If you need any help send me email, I'm very interested in seeing this get in. I've got a few more comments that I'll make tonight or tomorrow.

Might even be able to just reuse that testcase, I've not looked at it particularly closely, but it might work.

In general looks OK, needs testcases as I mentioned and could use some comments in a few places. Thanks for the work.

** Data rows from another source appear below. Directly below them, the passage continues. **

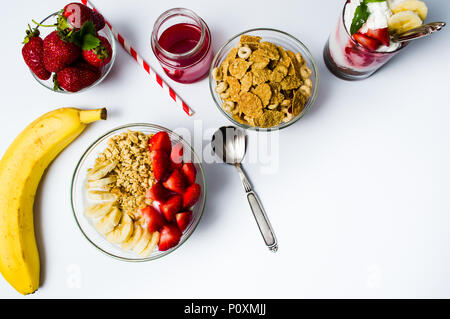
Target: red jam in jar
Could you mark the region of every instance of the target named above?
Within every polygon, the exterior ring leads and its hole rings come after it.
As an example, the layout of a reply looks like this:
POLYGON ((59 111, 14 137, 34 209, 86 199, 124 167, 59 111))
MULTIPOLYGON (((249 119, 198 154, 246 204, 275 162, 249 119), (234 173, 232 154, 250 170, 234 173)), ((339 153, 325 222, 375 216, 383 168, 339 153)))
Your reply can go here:
POLYGON ((213 60, 211 33, 188 9, 170 9, 156 20, 152 49, 164 72, 174 81, 193 83, 205 78, 213 60))

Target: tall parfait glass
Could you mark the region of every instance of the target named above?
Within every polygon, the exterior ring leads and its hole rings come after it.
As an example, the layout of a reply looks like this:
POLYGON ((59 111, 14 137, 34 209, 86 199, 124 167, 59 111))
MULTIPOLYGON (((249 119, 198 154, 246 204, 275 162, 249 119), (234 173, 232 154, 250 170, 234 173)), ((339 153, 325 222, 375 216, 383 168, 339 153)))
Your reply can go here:
POLYGON ((328 69, 344 80, 362 80, 392 59, 407 43, 401 44, 393 51, 372 51, 350 35, 345 24, 345 10, 348 1, 344 2, 336 29, 331 33, 323 50, 323 58, 328 69))

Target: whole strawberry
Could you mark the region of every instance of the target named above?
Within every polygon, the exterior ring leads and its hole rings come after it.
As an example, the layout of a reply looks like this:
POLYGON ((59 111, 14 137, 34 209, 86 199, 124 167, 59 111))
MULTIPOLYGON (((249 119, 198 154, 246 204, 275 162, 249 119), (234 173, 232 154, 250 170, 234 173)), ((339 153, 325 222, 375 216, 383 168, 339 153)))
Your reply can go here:
MULTIPOLYGON (((105 27, 103 16, 81 3, 72 2, 66 5, 62 10, 62 17, 67 22, 68 28, 79 29, 86 21, 92 21, 97 31, 105 27)), ((59 24, 62 25, 61 21, 59 24)))
POLYGON ((105 37, 99 35, 98 39, 100 40, 100 44, 97 47, 90 50, 82 50, 81 54, 87 63, 101 68, 111 61, 112 48, 105 37))
POLYGON ((48 80, 51 73, 44 67, 43 40, 37 29, 27 30, 27 36, 23 41, 22 56, 30 70, 41 80, 48 80))
POLYGON ((72 64, 81 55, 81 49, 74 43, 60 38, 58 31, 53 31, 44 39, 44 65, 50 72, 58 72, 72 64))
POLYGON ((100 72, 87 67, 69 66, 56 74, 55 87, 69 92, 78 92, 90 86, 100 78, 100 72))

include/llvm/MC/MCStreamer.h
89

Needs a comment to say what this is used for.

include/llvm/Support/Dwarf.h
62

Make sure to explicitly test for this in the testcase.

lib/CodeGen/AsmPrinter/DwarfDebug.cpp
1096

Might be nice to pull in the end of text and data into this.

2760

Period at the end of a sentence.

lib/CodeGen/AsmPrinter/DwarfDebug.h
303

Needs commentary.

lib/MC/MCStreamer.cpp
200

Magic numbers are magic. What's with the +1? :)

richard.mitton updated this revision to Unknown Object (????).Sep 17 2013, 8:58 PM

Improved comments.
Added test cases.
Fixed output order to be stable under different runs.

This patch currently fails the test suite on two tests, due to common symbols being undefined. I'll keep looking into this.

richard.mitton updated this revision to Unknown Object (????).Sep 19 2013, 2:07 PM

This patch fixes handling of common symbols and now passes all the regression tests.

I think it should be good to go now? I hope? :)

echristo accepted this revision.Sep 19 2013, 2:18 PM

Instead of, or perhaps in addition to, testing the assembly output can you test using the output of llvm-dwarfdump as well? It makes it much easier to look at the output and verify correctness if something changes. Also some comments in the tests about what aspect you're testing at each spot would be nice.

LGTM with that change.

Thanks so much, let me know if you need someone to commit for you.

I was actually planning to do that, but it turns out the raw arange data
on it's own doesn't actually give much useful information to test
against (it's just two numbers with no context). I found it basically
impossible to write a useful test against the dwarfdump output.

Richard Mitton
richard@codersnotes.com

That's pretty much why I said in addition rather than replacing. Also it can be done as a follow up if you'd rather discuss this after.